A top Costa executive said Saturday that despite some early reports that the captain was dining with passengers when his ship crashed into the reef, he was on the bridge.
"The ship was doing what it does 52 times a year, going along the route between Civitavecchia and Savona," a shaken-looking Gianni Onorato told reporters on Giglio.
He said the captain was an 11-year Costa veteran and that the cruise line was co-operating with Italian investigators to find out what went wrong.
Malcolm Latarche, editor of maritime magazine IHS Fairplay Solutions, said a loss of power coupled with a failure of backup systems could have caused the crew to lose control.
"I would say power failure caused by harmonic interference and then it can't propel straight or navigate and it hit rocks," Latarche said.
Two French passengers and a Peruvian crewman died in the accident, the Italian news agency ANSA reported.
Costa Cruises statement
"Captain [Francesco] Schettino, who was on the bridge at the time, immediately understood the severity of the situation and performed a maneuver intended to protect both guests and crew, and initiated security procedures to prepare for an eventual ship evacuation.
Unfortunately, that operation was complicated by a sudden tilting of the ship that made disembarkation difficult."
Some of the people aboard the Costa Concordia jumped and swam 350 metres to the island of Giglio. Others scrambled into lifeboats.
A couple from Wingham, Ont., are among the Canadian survivors. Alan and Laurie Willits were watching the magic show in the ship's main theatre when they felt an initial lurch, as if from a severe steering manoeuvre.
"[The ship] steered quickly to the right, the ship banked. It was sliding us out of our seats … and then there was a shudder. You could tell we definitely hit something," Willits told CBC News in a telephone interview from Rome on Saturday.
Willits said it took some time before passengers were informed of how serious the problem was.
"They were saying it was a generator problem. A generator problem would not make a ship start leaning," Willits said. "We should have been in the life boats sooner, in my opinion."
When the ship — carrying 4,234 passengers and crew — began listing, the signal to abandon ship was sounded. By Saturday morning, the ship could be seen lying on its side in the water.

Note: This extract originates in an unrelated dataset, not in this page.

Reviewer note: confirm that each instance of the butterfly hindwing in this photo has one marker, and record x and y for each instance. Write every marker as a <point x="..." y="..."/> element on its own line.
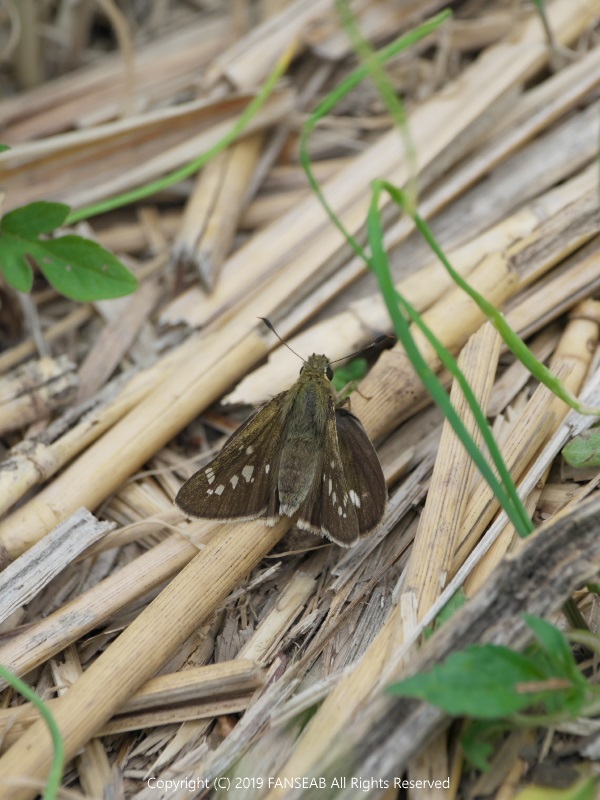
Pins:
<point x="241" y="482"/>
<point x="329" y="511"/>
<point x="363" y="474"/>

"Passengers were eating dinner. It was around 9:35," CBC's Megan Williams said, reporting from Rome. "The ship groaned and the lights went out."
"They were told at the time that there was a short-circuit, that they had in fact not crashed. Other information has shown that in fact they did crash. They probably hit the rocks off the island of Giglio, which is about a mile off the coast of Tuscany. The ship should have been about six miles off the coast, so something clearly went wrong."
A lot of the lifeboats were apparently filled with water by the time passengers got to them, according to media reports.
Passengers complained the crew failed to give instructions on how to evacuate and once the emergency became clear, delayed lowering the lifeboats until the ship was listing too heavily for many of them to be released.
Crew member Fabio Costa described a chaotic scene near one of the lifeboats.
"Everything happened really, really fast. We saw the water coming in and the emergency signal, and everybody went to the place to try to get on the boat, but people started to panic. So they were pushing each other," he said.
"The crew was trying to help the passengers. A lot of people were falling down the stairs and they were hurt because things fell on them. When they had to get on the lifeboat, everyone was pushing each other, so it was pretty chaotic."
Helicopters plucked to safety about 50 people who were trapped on the ship after it listed so badly they couldn't launch lifeboats, Coast Guard Cmdr. Francesco Paolillo told The Associated Press in Rome by telephone from his command in the Tuscan port city of Livorno.